UK Centre for Ecology & Hydrology, Environment Centre Wales, Deiniol Road, Bangor, Gwynedd, LL57 2UW, United Kingdom.
Victoria University of Wellington, Kelburn, Wellington, 6012, New Zealand.
Ecol Appl. 2020 Mar;30(2):e02046. doi: 10.1002/eap.2046. Epub 2020 Jan 3.
Loss and fragmentation of natural land cover due to expansion of agricultural areas is a global issue. These changes alter the configuration and composition of the landscape, particularly affecting those ecosystem services (benefits people receive from ecosystems) that depend on interactions between landscape components. Hydrological mitigation describes the bundle of ecosystem services provided by landscape features such as woodland that interrupt the flow of runoff to rivers. These services include sediment retention, nutrient retention and mitigation of overland water flow. The position of woodland in the landscape and the landscape topography are both important for hydrological mitigation. Therefore, it is crucial to consider landscape configuration and flow pathways in a spatially explicit manner when examining the impacts of fragmentation. Here we test the effects of landscape configuration using a large number (>7,000) of virtual landscape configurations. We created virtual landscapes of woodland patches within grassland, superimposed onto real topography and stream networks. Woodland patches were generated with user-defined combinations of patch number and total woodland area, placed randomly in the landscape. The Ecosystem Service model used hydrological routing to map the "mitigated area" upslope of each woodland patch. We found that more fragmented woodland mitigated a greater proportion of the catchment. Larger woodland area also increased mitigation, however, this increase was nonlinear, with a threshold at 50% coverage, above which there was a decline in service provision. This nonlinearity suggests that the benefit of any additional woodland depends on two factors: the level of fragmentation and the existing area of woodland. Edge density (total edge of patches divided by area of catchment) was the best single metric in predicting mitigated area. Distance from woodland to stream was not a significant predictor of mitigation, suggesting that agri-environment schemes planting riparian woodland should consider additional controls such as the amount of fragmentation in the landscape. These findings highlight the potential benefits of fragmentation to hydrological mitigation services. However, benefits for hydrological services must be balanced against any negative effects of fragmentation or habitat loss on biodiversity and other services.

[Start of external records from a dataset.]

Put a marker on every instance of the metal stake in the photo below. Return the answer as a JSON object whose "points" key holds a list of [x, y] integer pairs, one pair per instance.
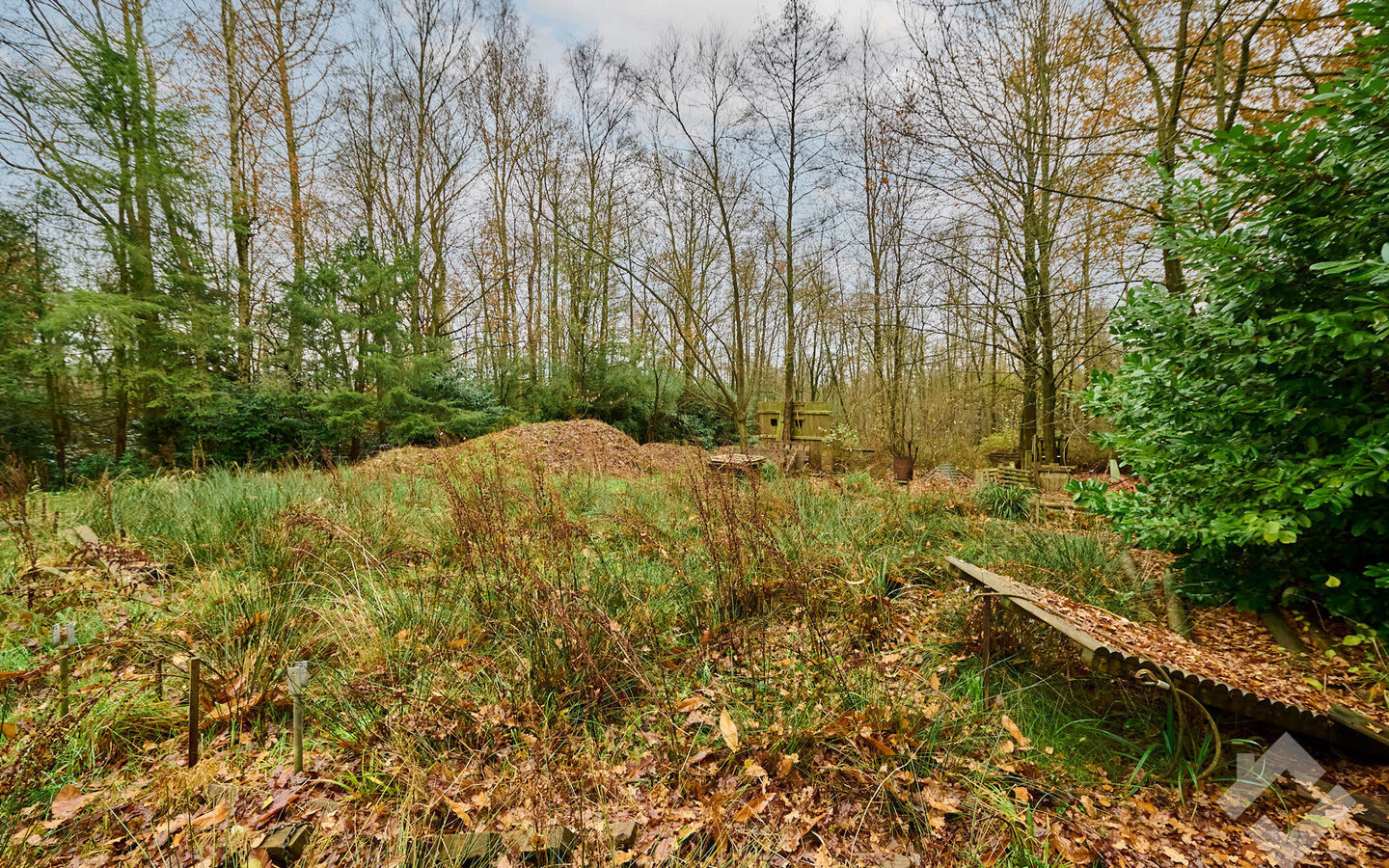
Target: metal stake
{"points": [[64, 637], [987, 642], [195, 677]]}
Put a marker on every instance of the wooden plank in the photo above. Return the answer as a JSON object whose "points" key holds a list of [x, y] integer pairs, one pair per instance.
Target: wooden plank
{"points": [[1341, 726]]}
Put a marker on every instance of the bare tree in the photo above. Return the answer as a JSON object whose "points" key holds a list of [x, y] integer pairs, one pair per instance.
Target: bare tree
{"points": [[793, 60]]}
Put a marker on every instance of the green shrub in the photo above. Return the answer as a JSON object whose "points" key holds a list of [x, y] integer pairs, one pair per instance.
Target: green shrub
{"points": [[1007, 502], [1253, 404]]}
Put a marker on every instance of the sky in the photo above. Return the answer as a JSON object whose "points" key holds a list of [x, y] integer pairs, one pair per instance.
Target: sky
{"points": [[632, 27]]}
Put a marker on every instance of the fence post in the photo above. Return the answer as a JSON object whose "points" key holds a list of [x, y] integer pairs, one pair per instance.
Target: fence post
{"points": [[987, 642], [64, 637], [195, 677], [297, 678]]}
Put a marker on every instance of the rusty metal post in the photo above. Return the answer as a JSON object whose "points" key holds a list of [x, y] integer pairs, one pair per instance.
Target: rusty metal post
{"points": [[987, 642], [64, 666], [195, 677]]}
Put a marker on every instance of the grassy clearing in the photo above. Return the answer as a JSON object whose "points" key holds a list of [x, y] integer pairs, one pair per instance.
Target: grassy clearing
{"points": [[749, 666]]}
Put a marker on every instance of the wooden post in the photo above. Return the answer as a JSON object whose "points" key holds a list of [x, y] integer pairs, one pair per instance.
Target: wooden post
{"points": [[297, 678], [195, 677], [987, 642], [64, 637]]}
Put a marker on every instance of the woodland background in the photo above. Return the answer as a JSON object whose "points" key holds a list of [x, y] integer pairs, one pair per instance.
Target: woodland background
{"points": [[284, 228]]}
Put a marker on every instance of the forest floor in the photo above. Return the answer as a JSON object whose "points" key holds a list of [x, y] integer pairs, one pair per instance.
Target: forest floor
{"points": [[556, 627]]}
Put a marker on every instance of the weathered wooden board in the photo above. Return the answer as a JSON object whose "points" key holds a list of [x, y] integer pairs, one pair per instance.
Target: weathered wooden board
{"points": [[1341, 729]]}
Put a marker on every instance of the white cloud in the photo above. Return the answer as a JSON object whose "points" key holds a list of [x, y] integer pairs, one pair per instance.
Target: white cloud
{"points": [[632, 27]]}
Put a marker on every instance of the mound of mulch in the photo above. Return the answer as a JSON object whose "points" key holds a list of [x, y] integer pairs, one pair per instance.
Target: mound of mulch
{"points": [[561, 448]]}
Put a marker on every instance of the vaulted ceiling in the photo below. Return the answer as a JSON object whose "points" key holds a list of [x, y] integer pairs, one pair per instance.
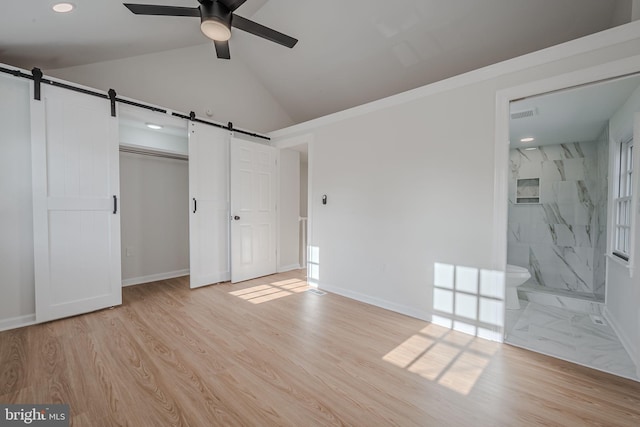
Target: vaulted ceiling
{"points": [[350, 51]]}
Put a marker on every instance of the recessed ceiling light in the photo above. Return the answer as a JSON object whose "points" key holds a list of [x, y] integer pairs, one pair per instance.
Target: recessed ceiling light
{"points": [[63, 7]]}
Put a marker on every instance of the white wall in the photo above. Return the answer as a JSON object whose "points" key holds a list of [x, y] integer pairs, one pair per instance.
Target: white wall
{"points": [[154, 140], [410, 185], [289, 210], [187, 79], [304, 188], [623, 291], [154, 217], [17, 300]]}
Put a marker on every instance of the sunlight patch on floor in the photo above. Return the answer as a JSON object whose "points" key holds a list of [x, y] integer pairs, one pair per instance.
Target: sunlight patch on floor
{"points": [[271, 291], [451, 359]]}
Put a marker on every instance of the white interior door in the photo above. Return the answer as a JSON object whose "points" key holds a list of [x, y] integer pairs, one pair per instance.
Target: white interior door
{"points": [[253, 210], [74, 142], [209, 196]]}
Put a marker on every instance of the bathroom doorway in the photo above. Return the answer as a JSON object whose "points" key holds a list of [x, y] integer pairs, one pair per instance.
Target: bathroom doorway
{"points": [[561, 156]]}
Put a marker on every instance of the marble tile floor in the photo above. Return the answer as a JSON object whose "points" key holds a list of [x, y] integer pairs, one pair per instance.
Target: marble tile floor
{"points": [[570, 336]]}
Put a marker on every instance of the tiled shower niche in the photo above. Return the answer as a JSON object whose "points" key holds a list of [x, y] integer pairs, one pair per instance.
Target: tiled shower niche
{"points": [[561, 239]]}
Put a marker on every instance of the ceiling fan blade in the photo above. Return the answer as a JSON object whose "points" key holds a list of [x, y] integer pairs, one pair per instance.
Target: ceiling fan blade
{"points": [[262, 31], [152, 9], [232, 4], [222, 49]]}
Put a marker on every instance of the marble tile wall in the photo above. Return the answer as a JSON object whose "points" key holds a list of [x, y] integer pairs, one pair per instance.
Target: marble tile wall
{"points": [[561, 239]]}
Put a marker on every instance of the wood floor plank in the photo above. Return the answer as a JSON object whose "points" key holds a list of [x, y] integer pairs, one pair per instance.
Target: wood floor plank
{"points": [[266, 352]]}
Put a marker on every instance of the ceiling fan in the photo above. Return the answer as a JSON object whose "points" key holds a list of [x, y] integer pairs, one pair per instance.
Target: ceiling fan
{"points": [[216, 20]]}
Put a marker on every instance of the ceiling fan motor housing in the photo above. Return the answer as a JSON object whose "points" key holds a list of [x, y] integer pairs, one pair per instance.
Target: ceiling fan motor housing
{"points": [[215, 12]]}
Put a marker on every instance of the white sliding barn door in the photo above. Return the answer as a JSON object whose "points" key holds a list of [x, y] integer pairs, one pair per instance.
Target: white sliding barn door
{"points": [[74, 142], [253, 210], [209, 196]]}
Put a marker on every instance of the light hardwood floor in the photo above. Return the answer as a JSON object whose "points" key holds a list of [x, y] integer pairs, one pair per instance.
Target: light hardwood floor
{"points": [[266, 352]]}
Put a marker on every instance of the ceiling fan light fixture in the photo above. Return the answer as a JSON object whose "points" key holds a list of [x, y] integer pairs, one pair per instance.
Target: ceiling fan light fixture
{"points": [[215, 29], [63, 7]]}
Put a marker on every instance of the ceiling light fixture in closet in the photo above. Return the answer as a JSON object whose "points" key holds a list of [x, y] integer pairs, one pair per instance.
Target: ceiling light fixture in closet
{"points": [[63, 7]]}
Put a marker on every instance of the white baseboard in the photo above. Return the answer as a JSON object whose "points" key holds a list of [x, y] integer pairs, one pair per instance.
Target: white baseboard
{"points": [[626, 342], [290, 267], [17, 322], [154, 277], [378, 302]]}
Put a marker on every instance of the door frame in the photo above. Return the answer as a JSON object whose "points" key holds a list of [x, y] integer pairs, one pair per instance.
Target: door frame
{"points": [[308, 140], [611, 70]]}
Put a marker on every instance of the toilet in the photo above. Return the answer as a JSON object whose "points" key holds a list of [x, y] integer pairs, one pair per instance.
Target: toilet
{"points": [[514, 277]]}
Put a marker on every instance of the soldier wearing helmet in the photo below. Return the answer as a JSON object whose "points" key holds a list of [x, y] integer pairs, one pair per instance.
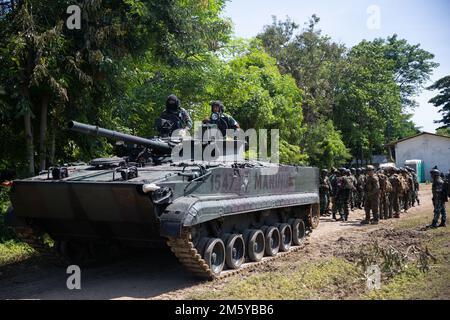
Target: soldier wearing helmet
{"points": [[223, 121], [173, 118], [324, 192], [372, 195], [440, 197]]}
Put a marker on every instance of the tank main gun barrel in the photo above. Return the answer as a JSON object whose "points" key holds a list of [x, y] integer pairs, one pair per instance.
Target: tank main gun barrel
{"points": [[118, 136]]}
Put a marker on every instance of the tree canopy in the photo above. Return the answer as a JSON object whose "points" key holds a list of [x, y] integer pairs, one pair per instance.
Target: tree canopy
{"points": [[331, 103]]}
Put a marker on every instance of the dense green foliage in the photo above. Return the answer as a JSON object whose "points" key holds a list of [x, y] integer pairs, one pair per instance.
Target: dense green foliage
{"points": [[330, 103], [367, 90], [442, 101]]}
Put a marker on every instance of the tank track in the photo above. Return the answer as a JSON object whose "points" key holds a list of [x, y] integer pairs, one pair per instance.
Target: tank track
{"points": [[191, 259], [35, 240]]}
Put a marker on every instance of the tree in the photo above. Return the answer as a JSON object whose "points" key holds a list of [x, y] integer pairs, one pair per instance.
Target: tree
{"points": [[412, 66], [442, 100], [63, 74], [311, 58], [325, 147]]}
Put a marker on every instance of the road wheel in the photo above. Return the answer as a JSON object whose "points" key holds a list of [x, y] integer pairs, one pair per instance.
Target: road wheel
{"points": [[285, 236], [298, 231], [235, 251], [255, 244], [214, 255], [272, 237]]}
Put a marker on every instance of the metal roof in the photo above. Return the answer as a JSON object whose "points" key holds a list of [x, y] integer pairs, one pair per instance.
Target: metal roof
{"points": [[416, 135]]}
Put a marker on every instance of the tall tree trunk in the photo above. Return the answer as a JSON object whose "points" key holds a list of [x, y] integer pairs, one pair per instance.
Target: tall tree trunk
{"points": [[29, 142], [52, 144], [43, 132]]}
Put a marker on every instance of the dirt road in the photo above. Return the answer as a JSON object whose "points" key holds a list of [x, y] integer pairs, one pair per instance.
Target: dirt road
{"points": [[157, 274]]}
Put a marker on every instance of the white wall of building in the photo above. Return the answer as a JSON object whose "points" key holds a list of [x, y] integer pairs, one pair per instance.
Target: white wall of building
{"points": [[433, 150]]}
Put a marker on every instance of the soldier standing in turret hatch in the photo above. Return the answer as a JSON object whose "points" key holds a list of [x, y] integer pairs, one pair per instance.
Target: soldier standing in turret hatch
{"points": [[221, 119], [173, 118]]}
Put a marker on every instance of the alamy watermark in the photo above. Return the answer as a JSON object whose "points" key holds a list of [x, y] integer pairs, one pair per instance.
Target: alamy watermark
{"points": [[73, 22], [74, 280], [373, 277]]}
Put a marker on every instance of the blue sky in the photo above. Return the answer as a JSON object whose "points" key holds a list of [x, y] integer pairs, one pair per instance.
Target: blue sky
{"points": [[424, 22]]}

由于农业区的扩张,自然土地覆盖的丧失和破碎化是一个全球性问题。这些变化改变了景观的结构和组成,特别是影响了那些依赖景观要素相互作用的生态系统服务(人们从生态系统中获得的利益)。水文缓解描述了林地等景观特征提供的一整套生态系统服务,这些特征可以打断径流向河流的流动。这些服务包括泥沙截留、养分截留和缓解地表水流。林地在景观中的位置和景观地形对水文缓解都很重要。因此,在考察破碎化的影响时,必须以空间显式的方式考虑景观配置和水流路径。在这里,我们使用大量(>7000)虚拟景观配置来测试景观配置的效果。我们在真实地形和溪流网络上叠加了草地中的林地斑块,创建了虚拟景观。林地斑块是根据用户定义的斑块数量和总林地面积组合生成的,随机放置在景观中。使用生态系统服务模型通过水文路径来映射每个林地斑块上游的“缓解区域”。我们发现,更破碎的林地缓解了更大比例的集水区。更大的林地面积也增加了缓解,但这种增加是非线性的,在覆盖率达到 50%时有一个下降,之后服务提供会下降。这种非线性表明,任何额外林地的好处取决于两个因素:破碎化程度和现有的林地面积。边缘密度(斑块的总边缘除以集水区的面积)是预测缓解面积的最佳单一指标。林地到溪流的距离不是缓解的重要预测因子,这表明在种植河岸林地的农业环境计划中,应考虑其他控制因素,如景观中的破碎化程度。这些发现强调了破碎化对水文缓解服务的潜在好处。然而,水文服务的好处必须与破碎化或生境丧失对生物多样性和其他服务的任何负面影响相平衡。